Madden F N, Godfrey K R, Chappell M J, Hovorka R, Bates R A
Department of Engineering, University of Warwick, Coventry, United Kingdom.
J Pharmacokinet Biopharm. 1996 Jun;24(3):283-99. doi: 10.1007/BF02353672.
We present results for the comparison of six deconvolution techniques. The methods we consider are based on Fourier transforms, system identification, constrained optimization, the use of cubic spline basis functions, maximum entropy, and a genetic algorithm.
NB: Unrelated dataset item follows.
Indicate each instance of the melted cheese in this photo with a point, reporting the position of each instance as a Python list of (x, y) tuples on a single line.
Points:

We compare the performance of these techniques by applying them to simulated noisy data, in order to extract an input function when the unit impulse response is known. The simulated data are generated by convolving the known impulse response with each of five different input functions, and then adding noise of constant coefficient of variation. Each algorithm was tested on 500 data sets, and we define error measures in order to compare the performance of the different methods.
我们展示了六种反卷积技术比较的结果。我们考虑的方法基于傅里叶变换、系统辨识、约束优化、三次样条基函数的使用、最大熵以及遗传算法。我们通过将这些技术应用于模拟噪声数据来比较它们的性能,以便在单位脉冲响应已知时提取输入函数。模拟数据是通过将已知脉冲响应与五个不同输入函数中的每一个进行卷积,然后添加具有恒定变异系数的噪声生成的。每种算法在500个数据集上进行了测试,并且我们定义了误差度量以比较不同方法的性能。